Second, the US must remove the ambiguity that currently exists about whether we will defend Taiwan in the event of a PRC military attack, a by-no-means unrealistic prospect. This ambiguity, worsened dramatically in the last seven years by President Clinton's unprecedented deference to Beijing, encourages the PRC to believe that it might actually succeed at a propitious moment, and thus contributes to instability. Full recognition of Taipei would underscore the strength of America's military commitment, and thus help stabilize the straits. Moreover, recognition would clearly indicate to others in East Asia that the US was firmly committed to resisting PRC military or political adventurism generally, thus strengthening the US hand in the region. This is not a "containment" or "encirclement" policy toward Beijing, but simply a logical way to protect important American political and economic interests in the region.
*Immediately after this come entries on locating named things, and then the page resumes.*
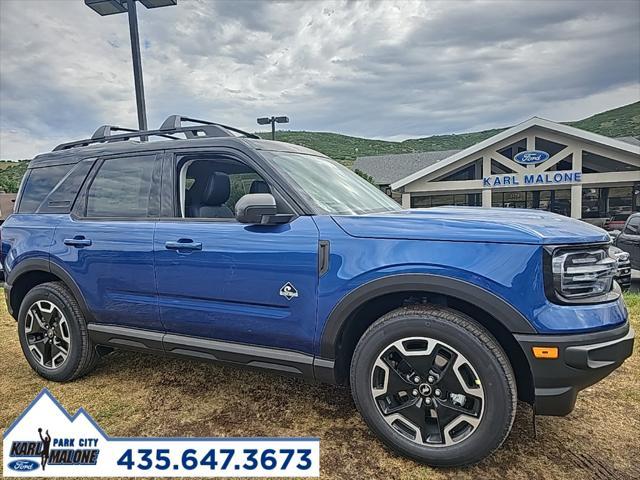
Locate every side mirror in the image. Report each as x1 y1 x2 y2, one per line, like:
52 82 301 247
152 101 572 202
236 193 293 225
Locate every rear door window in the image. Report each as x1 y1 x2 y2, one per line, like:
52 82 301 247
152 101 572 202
18 164 74 213
86 154 159 218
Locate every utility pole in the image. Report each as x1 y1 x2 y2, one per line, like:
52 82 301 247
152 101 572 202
84 0 178 138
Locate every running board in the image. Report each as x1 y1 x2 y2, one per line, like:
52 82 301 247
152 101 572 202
87 323 314 379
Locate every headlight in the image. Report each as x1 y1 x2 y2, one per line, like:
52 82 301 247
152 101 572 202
551 247 618 301
609 246 629 264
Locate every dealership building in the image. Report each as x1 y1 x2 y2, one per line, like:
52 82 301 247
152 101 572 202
354 117 640 220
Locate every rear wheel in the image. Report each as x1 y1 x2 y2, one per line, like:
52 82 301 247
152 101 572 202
18 282 98 382
351 306 517 466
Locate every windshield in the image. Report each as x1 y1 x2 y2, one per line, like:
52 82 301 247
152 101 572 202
261 151 400 215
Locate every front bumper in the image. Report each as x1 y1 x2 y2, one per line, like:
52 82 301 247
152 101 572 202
515 322 635 415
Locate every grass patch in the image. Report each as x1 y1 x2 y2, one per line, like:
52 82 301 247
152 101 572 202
0 294 640 480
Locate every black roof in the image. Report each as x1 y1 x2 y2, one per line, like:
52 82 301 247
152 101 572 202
29 137 325 168
29 115 324 168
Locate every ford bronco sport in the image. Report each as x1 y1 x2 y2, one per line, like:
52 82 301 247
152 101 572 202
1 115 634 466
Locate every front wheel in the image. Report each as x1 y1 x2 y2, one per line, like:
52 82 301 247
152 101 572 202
351 305 517 467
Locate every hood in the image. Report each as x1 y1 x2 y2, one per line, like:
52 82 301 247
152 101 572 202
333 207 610 244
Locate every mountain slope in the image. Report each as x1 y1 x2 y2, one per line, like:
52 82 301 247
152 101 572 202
259 102 640 165
0 102 640 192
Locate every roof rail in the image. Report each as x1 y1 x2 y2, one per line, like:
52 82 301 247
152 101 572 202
53 115 260 152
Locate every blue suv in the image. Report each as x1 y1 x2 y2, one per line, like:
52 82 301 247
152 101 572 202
1 115 634 466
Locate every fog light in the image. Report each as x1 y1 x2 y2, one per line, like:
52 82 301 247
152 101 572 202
531 347 558 359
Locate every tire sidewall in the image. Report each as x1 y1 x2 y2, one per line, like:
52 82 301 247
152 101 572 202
352 313 515 466
17 286 83 382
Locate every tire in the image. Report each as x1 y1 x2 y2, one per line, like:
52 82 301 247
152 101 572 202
18 282 99 382
350 305 517 467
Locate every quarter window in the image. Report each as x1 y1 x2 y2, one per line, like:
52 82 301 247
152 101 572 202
624 217 640 235
18 165 74 213
87 155 155 217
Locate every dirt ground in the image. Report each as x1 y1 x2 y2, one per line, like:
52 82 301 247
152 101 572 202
0 294 640 480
Third, recognizing Taiwan will no more subvert the "one China" policy than did our Cold War recognition of the two Germanies. In fact, the question of "when" and "under what circumstances" reunification might take place inevitably shades into the question of "whether" it will do so. Optimism that democratic transformation in China is inevitable does not necessarily mean it will be expeditious; the continued fears of Hong Kong democrats are the only evidence anyone really needs to underscore the legitimacy of Taiwanese warnings about the premature creation of "one China."
American policy should not be to prejudge the outcome for "China" one way or the other. If both sides of the Taiwan Straits decide to reunify, we can welcome that development; if they do not, we can welcome that as well. But until then, America should set its own foreign policy and not follow the dictates of Beijing or anyone else.
John Bolton is the senior vice president of the American Enterprise Institute. During the Bush administration, he served as the assistant secretary of state for international organization affairs.